Fair enough, so I'm guessing the web client is built from the ground up and doesn't include that proprietary code?
In response to Lummox JR
Lummox JR wrote:
The why of it has been discussed on previous threads and isn't something I intend to rehash.

might I suggest a FAQ for the very purpose of pointing people like myself to questions you have already answered?

I believe there was one for the web client but never a more general one. I can understand not wanting to restate something but I hope you can understand wanting to know something.

I can't force you to do anything though.

To put it most simply, not all parts of the code can be open-sourced, and right now those parts are integrated too much with the rest.

Are you talking about these?
In response to IchiroKeisuke
In response to DarkCampainger
Tom wrote:
but it is largely because the software is tied into the hub, which is also the source of our business at the moment.

Even this one isn't too specific. The biggest thing you get out of it is that the code is tied to the hub and that apparently the "business" strategy is still strong.

Neblim wrote:
Everyone who left and requested it to be community driven has left already. We left with disappointment and disgust at what "business" brought to Byond.

^ Eventually I am probably going to be a part of this crowd.

Well that's enough derail for me. This thread is supposed to be about the webclient. My apologies for taking it off course.
Neblim's attitude is one thing we definitely wouldn't want driving this community. The people who've been most helpful have been the ones who've been on top of providing solid bug reports with as much info as they can, or acting as a voice of reason in the forums. The hub and various security issues are tied in with reasons the entire platform can't be open-sourced, but then the people who complain the most about open source are also the least willing to accept such things as an answer.
Ah, I agree on the Neblim bit. I honestly have been in and out of Byond a lot lately and I wasn't aware that you and Tom had already laid out reasons why Byond couldn't be open sourced.

I think the thing that always concerned me the most about Byond is the appearance of the project to most players / developers is that the general status of the project seeming like a legacy or 'maintained' but not under active development with new features and so forth.

I think it's great that there's progress being made on the Web Client and I can't wait to see it be fully released.

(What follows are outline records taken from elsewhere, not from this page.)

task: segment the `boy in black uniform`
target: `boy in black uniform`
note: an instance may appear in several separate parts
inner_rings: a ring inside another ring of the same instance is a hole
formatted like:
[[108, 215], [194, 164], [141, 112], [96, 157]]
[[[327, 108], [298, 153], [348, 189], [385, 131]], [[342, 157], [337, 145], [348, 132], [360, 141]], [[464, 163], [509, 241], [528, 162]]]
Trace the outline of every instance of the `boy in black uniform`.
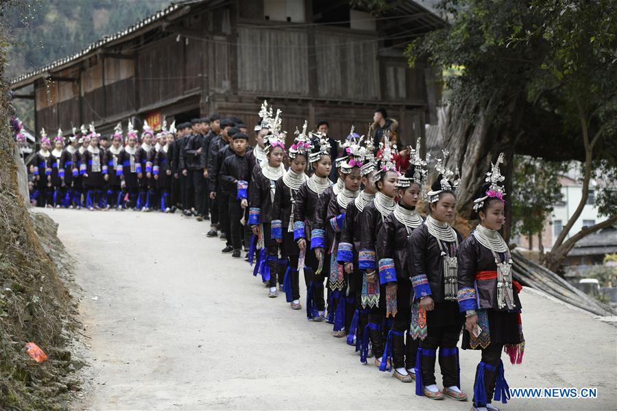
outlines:
[[[236, 133], [232, 137], [234, 155], [227, 157], [223, 161], [221, 168], [220, 183], [225, 186], [229, 193], [228, 210], [233, 247], [233, 257], [240, 257], [242, 248], [242, 225], [240, 221], [244, 214], [244, 209], [248, 206], [247, 199], [248, 186], [251, 179], [251, 169], [247, 158], [246, 147], [248, 136], [245, 133]], [[226, 247], [223, 252], [228, 249]]]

Just out of curiosity, have you and Tom ever tried contacting students or student organizations at different colleges and universities for interns? Sometimes students or recent graduates work for free part time in order to get work experience and or build their portfolio. You could have things reasonably safe with NDAs and such.
In response to Drakemoore
My first full-time job was as a subcontractor working with grad students. The professor I worked with had a theory on the work quality and investment of students according to what level of education they were currently pursuing, and I saw the truth of that in action. I was working with a math library those students created, written in C++ and intended to be cross-platform. It had a lot of design issues that, knowing what I know now, I would have approached differently, and it was rife with bugs and poor documentation.

So in a way that was pretty good practice for BYOND's code when I got to work with it, although the design and bug issues in BYOND weren't nearly as severe. (The documentation was about the same.) Point being, though, it takes a lot of time to get acquainted with the code, and I don't think students working for free would be able to contribute measurably to it. One of the very first things I discovered in BYOND was that it's way easier to add a new feature than to fix a bug, but the flip side of that is that new features often come with new bugs.

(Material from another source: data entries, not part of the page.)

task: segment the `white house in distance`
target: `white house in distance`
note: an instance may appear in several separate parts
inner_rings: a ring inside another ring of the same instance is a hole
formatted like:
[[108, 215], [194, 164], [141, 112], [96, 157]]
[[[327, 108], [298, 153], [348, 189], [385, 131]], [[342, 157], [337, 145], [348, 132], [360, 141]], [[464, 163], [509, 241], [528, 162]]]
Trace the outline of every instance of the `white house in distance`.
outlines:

I feel a lot better about the webclient though, because it was designed from the outset for the client end of it to be open-source. There's really no way to prevent that anyway, although the Dart code hasn't yet been released. (It will be.) I actually want to get that to a point where it can be fully opened, and then people can begin to contribute to that code in a bigger way. Already, though, it's entirely possible to create brand new controls, and if anyone created one that was useful across a variety of games I'd be ecstatic to include it in the standard distribution. Or for that matter, improvements to existing controls would be welcome also.